An operating lease may be appropriate if the asset being financed is not a mature technology and it poses a high risk of technological obsolescence, which would cause major problems for you. It also may be appropriate in any instance where the asset is likely to be used for five years or fewer. Since there is no ownership involved, operating leases offer a great deal of flexibility.

 

Capital leases

A capital lease is similar to a loan in that you are seeking a long-term commitment to use a piece of equipment with or without the eventual opportunity to purchase that asset. The equipment you are leasing is treated as an asset on your balance sheet and the loan payments are treated as liabilities.
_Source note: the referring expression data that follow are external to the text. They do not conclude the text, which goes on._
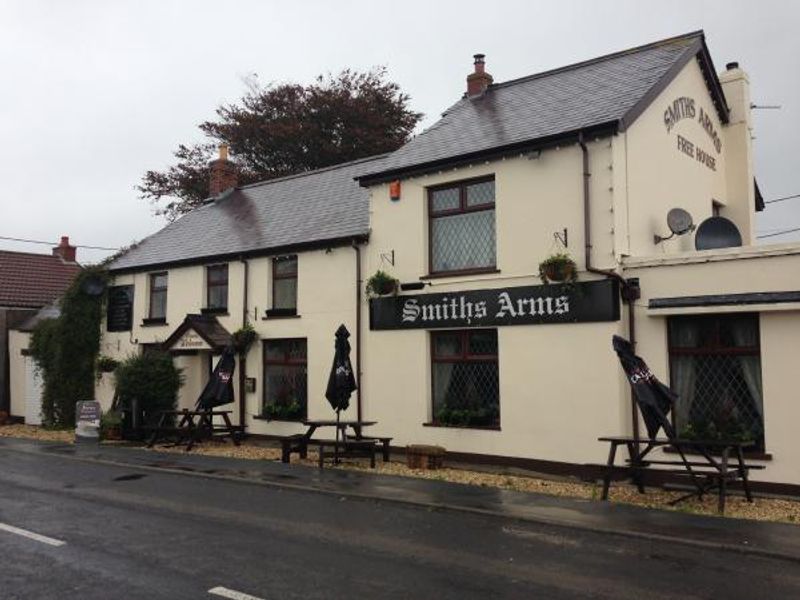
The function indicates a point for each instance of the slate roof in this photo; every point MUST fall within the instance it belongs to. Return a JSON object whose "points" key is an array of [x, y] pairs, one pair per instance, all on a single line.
{"points": [[609, 91], [29, 280], [304, 209], [51, 311]]}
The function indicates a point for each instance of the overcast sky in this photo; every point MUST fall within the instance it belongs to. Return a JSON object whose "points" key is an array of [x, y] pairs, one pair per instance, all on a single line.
{"points": [[96, 93]]}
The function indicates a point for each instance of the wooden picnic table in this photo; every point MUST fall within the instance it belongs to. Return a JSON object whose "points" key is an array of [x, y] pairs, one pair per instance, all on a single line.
{"points": [[194, 425], [712, 469]]}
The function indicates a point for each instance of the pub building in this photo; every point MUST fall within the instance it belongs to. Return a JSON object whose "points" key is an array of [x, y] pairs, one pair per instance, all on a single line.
{"points": [[473, 352]]}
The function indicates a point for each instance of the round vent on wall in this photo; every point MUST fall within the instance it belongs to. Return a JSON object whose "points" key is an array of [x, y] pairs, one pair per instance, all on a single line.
{"points": [[717, 232], [679, 222]]}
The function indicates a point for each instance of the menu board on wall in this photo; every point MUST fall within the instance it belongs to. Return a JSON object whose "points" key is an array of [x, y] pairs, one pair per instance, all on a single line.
{"points": [[119, 314]]}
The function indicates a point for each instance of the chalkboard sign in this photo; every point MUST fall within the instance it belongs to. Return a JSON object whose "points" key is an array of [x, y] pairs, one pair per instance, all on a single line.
{"points": [[583, 302], [119, 315]]}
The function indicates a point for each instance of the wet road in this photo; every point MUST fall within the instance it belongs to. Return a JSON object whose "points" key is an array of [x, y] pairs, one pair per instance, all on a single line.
{"points": [[115, 532]]}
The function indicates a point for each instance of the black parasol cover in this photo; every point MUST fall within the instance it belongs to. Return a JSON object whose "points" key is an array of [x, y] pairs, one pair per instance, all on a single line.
{"points": [[654, 399], [341, 382], [219, 389]]}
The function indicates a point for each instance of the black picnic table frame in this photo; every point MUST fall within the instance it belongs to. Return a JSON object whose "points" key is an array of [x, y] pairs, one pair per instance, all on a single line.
{"points": [[716, 455], [193, 426], [341, 431]]}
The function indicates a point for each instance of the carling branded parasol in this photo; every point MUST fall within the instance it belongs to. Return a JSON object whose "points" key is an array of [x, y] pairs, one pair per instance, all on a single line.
{"points": [[654, 399], [219, 389], [341, 382]]}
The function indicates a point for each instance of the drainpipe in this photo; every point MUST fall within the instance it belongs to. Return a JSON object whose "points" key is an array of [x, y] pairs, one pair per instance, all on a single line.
{"points": [[242, 357], [630, 290], [358, 329]]}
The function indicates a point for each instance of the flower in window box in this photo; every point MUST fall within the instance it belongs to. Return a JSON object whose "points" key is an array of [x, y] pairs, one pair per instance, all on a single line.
{"points": [[558, 268], [381, 284]]}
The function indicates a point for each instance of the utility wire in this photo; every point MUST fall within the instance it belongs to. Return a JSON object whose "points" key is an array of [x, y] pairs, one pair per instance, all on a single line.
{"points": [[782, 199], [778, 233], [54, 243]]}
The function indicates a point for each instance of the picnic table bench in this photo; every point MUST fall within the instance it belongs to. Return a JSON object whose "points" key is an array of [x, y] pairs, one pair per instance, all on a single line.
{"points": [[714, 471], [350, 444], [194, 426]]}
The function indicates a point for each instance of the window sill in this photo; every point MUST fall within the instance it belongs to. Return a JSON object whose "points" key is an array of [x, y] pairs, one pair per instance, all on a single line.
{"points": [[443, 274], [752, 455], [281, 313], [154, 322], [473, 427], [268, 419]]}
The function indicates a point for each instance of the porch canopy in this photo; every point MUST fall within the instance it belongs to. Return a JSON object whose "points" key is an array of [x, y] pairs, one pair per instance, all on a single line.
{"points": [[198, 333]]}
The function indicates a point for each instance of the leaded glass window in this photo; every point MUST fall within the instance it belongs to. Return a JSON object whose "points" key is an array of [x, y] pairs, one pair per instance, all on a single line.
{"points": [[158, 295], [715, 367], [285, 379], [462, 227], [465, 378], [284, 283], [217, 286]]}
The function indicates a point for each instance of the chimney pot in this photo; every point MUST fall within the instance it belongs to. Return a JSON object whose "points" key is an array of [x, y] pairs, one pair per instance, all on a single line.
{"points": [[65, 250], [479, 79], [223, 173]]}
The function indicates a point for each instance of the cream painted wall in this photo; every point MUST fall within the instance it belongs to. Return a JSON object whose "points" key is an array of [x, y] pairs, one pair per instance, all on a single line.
{"points": [[661, 177], [326, 299], [735, 271], [548, 373]]}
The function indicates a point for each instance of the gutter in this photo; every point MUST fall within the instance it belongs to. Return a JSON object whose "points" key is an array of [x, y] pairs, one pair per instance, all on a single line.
{"points": [[242, 356], [358, 329], [630, 290]]}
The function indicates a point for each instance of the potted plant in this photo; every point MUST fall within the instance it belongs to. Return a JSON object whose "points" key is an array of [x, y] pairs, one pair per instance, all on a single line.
{"points": [[111, 426], [558, 268], [106, 364], [381, 284], [243, 338]]}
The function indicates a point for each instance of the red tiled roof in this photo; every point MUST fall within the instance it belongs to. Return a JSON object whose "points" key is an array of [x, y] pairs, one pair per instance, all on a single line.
{"points": [[30, 280]]}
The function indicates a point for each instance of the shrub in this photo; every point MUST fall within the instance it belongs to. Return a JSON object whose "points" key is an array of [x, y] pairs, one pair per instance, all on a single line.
{"points": [[151, 378], [66, 349]]}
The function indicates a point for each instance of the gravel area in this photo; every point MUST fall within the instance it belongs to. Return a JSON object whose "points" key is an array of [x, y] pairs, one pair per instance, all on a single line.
{"points": [[38, 433], [763, 509]]}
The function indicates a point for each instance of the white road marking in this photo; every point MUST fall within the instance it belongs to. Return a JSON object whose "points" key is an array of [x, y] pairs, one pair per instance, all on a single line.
{"points": [[232, 594], [31, 535]]}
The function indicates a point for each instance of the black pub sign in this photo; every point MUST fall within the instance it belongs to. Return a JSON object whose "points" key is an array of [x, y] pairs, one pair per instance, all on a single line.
{"points": [[589, 301], [119, 313]]}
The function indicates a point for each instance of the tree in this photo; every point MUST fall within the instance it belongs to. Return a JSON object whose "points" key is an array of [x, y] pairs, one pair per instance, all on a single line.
{"points": [[279, 130]]}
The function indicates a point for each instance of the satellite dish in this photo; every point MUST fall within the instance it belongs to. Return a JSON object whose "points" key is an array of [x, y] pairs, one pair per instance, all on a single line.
{"points": [[717, 232], [93, 286], [679, 222]]}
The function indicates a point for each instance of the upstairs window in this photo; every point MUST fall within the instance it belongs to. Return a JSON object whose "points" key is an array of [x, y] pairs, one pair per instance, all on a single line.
{"points": [[284, 284], [158, 295], [217, 287], [715, 367], [462, 227]]}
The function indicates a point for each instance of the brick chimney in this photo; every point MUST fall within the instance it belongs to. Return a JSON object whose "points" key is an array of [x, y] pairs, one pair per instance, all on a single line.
{"points": [[478, 80], [223, 173], [64, 250]]}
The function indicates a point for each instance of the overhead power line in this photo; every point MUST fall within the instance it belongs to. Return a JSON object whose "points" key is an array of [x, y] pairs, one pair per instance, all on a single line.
{"points": [[782, 199], [2, 237], [792, 230]]}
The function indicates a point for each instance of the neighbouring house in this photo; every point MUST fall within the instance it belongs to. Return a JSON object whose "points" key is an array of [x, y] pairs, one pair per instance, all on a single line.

The most common type of capital lease is the full-payout lease, often referred to as a “dollar-out” lease. It functions like a lease-purchase contract in that at the end of the lease term and upon payment of the final lease installment, you will automatically acquire title to the asset. Your accountant treats the related depreciation and the interest portion of each lease payment as expenses to the income statement.

A capital lease may be appropriate when the asset being financed is a mature technology with little or no risk that technological obsolescence would be problematic for you and/or the asset is likely to be used for more than five years. Practices can fully deduct depreciation and lease payments against their income taxes, while only lease payments are deductible with operating leases.

Technology is evolving rapidly as suppliers introduce upgrades and enhancements, as well as innovative new products. This can be a concern if you buy your technology outright. The equipment you buy now may be obsolete in just a few years. The issue of being the owner of obsolete equipment is one to consider when you are comparing capital versus operating leases. Since you will retain ownership of the equipment at the end of the term of the capital-type lease, you could be the owner of obsolete equipment that is difficult to get rid of but can no longer be used in your field. Technology that is right for your practice today may need to change as your practice develops and grows.

Leasing can make sense when cash is tight because you don’t have the big upfront costs you would face if you purchased the equipment outright or put money down on a financing loan. After all, why tie up a large amount of cash, especially when you could use that money to establish or grow your practice? You generally just have a flat monthly payment over the lease term, with perhaps a small deposit. A good rule of thumb is to deal only with financing sources that have operated at least as long as the term of the proposed lease. Before you decide to lease, read over any lease agreement carefully as there can be some hidden penalties or stipulations.